「王道歩み、率先垂範心掛ける」――大成建設・村田誉之社長に聞く 画像 「王道歩み、率先垂範心掛ける」――大成建設・村田誉之社長に聞く

マネジメント

 4月に新体制の下で新しい中期経営計画(15~17年度)が始動。堅調な事業環境を背景に「まずは初年度の計画を確実に達成する」という。住宅子会社で社長を務めた経験を生かし、「業績や品質などすべての領域で業界ナンバーワンを目指す」と決意を語る。
 ――就任から約3カ月半がたった。
 「諸先輩が信頼を築き、守ってきた顧客がたくさんいる。全国の支店などを回る中で、あらためてこのことに感動した。
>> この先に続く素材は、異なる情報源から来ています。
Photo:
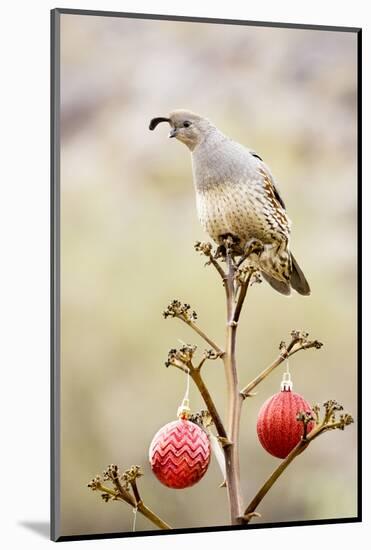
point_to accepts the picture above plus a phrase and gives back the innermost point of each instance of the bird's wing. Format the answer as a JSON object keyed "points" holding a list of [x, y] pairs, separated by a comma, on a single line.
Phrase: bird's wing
{"points": [[270, 185]]}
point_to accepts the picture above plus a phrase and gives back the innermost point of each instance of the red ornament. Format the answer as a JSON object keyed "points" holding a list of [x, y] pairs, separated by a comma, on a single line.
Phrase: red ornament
{"points": [[180, 454], [278, 430]]}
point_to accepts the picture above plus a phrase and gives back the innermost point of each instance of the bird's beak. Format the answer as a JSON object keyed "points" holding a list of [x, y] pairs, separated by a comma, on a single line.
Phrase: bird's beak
{"points": [[155, 121]]}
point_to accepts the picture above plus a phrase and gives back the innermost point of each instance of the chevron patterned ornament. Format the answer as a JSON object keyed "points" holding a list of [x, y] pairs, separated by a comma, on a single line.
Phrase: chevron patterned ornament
{"points": [[278, 429], [180, 454]]}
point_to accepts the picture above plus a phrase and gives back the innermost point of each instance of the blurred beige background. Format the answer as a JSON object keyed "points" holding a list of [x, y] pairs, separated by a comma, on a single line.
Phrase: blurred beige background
{"points": [[128, 227]]}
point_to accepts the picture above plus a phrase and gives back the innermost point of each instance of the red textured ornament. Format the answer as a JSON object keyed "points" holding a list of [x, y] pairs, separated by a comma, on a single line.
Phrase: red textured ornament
{"points": [[180, 454], [278, 430]]}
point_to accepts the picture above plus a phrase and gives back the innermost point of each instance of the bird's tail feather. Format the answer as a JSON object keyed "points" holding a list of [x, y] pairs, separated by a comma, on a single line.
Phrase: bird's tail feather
{"points": [[297, 279]]}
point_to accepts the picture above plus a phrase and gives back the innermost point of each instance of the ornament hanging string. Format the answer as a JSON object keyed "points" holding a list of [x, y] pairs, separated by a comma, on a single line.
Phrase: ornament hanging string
{"points": [[184, 410], [286, 384], [135, 510]]}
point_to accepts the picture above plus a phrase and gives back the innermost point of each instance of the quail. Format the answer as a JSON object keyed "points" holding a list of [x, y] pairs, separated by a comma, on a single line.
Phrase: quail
{"points": [[237, 198]]}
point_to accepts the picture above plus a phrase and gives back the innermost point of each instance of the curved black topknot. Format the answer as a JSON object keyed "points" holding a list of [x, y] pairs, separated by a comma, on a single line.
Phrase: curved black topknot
{"points": [[155, 121]]}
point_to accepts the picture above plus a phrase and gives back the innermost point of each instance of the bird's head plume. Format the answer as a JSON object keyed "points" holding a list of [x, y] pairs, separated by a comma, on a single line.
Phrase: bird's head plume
{"points": [[186, 126]]}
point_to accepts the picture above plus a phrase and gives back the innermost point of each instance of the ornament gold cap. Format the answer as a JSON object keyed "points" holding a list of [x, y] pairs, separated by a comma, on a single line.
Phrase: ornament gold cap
{"points": [[184, 410], [286, 384]]}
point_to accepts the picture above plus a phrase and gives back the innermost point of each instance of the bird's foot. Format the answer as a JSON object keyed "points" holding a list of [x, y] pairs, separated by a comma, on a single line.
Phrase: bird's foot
{"points": [[219, 252], [254, 246]]}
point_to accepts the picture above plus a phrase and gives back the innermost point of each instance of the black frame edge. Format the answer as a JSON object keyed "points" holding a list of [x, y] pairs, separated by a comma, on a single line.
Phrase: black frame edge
{"points": [[55, 275], [197, 19]]}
多くの顧客を失うことなく、逆に増やしていきたい。そのためにも前任の山内隆司会長の下で学んだ『王道を歩む』と『トップ自らが率先垂範する』を心掛ける。入社以来ずっと感じている自由闊達(かったつ)な風土を一番の武器に、伝統進化、価値創造を実践し、人が生き生きとする環境を創造していく」
 「経営トップの若返りを機に社内の活性化を図りたい。社長と社員との距離が近くなったし、社長メッセージを全社員に毎月発信している。社員一人一人が経営者と同じような感覚で仕事をするような風土をつくっていきたい」
 ――新中計が始動した。
 「『建設事業本業の深耕』を基本方針に据えた。品質と安全の確保によって高い顧客満足を得るという建設事業の原点に立ち返り、安定的で持続的な成長を図る。社長・支店長・作業所長という『縦の糸』と、本社にある各本部の『横の糸』とを編み込み、強い組織をつくる。縦の糸と横の糸が密に連携し、建築と土木の垣根も越えて良いものづくりに取り組む」
 ――施工能力をどう高めていく。
 「社員、作業員とも不足している。キャリア採用を含め社員を増強するとともに、協力会社組織の倉友会と連携して作業員の確保・育成に取り組む。新しい時代に合ったものづくりの体制ややり方を考え、生産性を向上させていく」
 「次代に向けた施工技術の開発にも力を注ぐ。具体的なプロジェクトに対し技術を開発する、研究を進める中で適用案件を探るという二つのアプローチで進める。必要に応じて技術センター(横浜市戸塚区)の設備の拡充も加速させる。戦略的に投資を行って本業の技術力を高め、さらなる差別化を図っていきたい」
 ――海外事業の展望は。
 「海外事業を戦略的に取り組むための委員会を組織し、検討を始めている。規模の拡大ではなく、収益をきちんと上げられる体質・構造を築くことが重要だ。グローバル人材の育成とともに、健全な成長に向けた基盤を整備していく」。(4月1日就任)
 (むらた・よしゆき)77年東大工学部建築学科卒、大成建設入社。09年大成建設ハウジング社長、11年大成建設執行役員関東支店長、13年4月常務執行役員建築総本部長兼建築本部長兼社長室副室長、同年6月取締役。埼玉県出身、60歳。山歩きなどアウトドア好き。最近は休日に庭のテラスで取る朝食が楽しみ。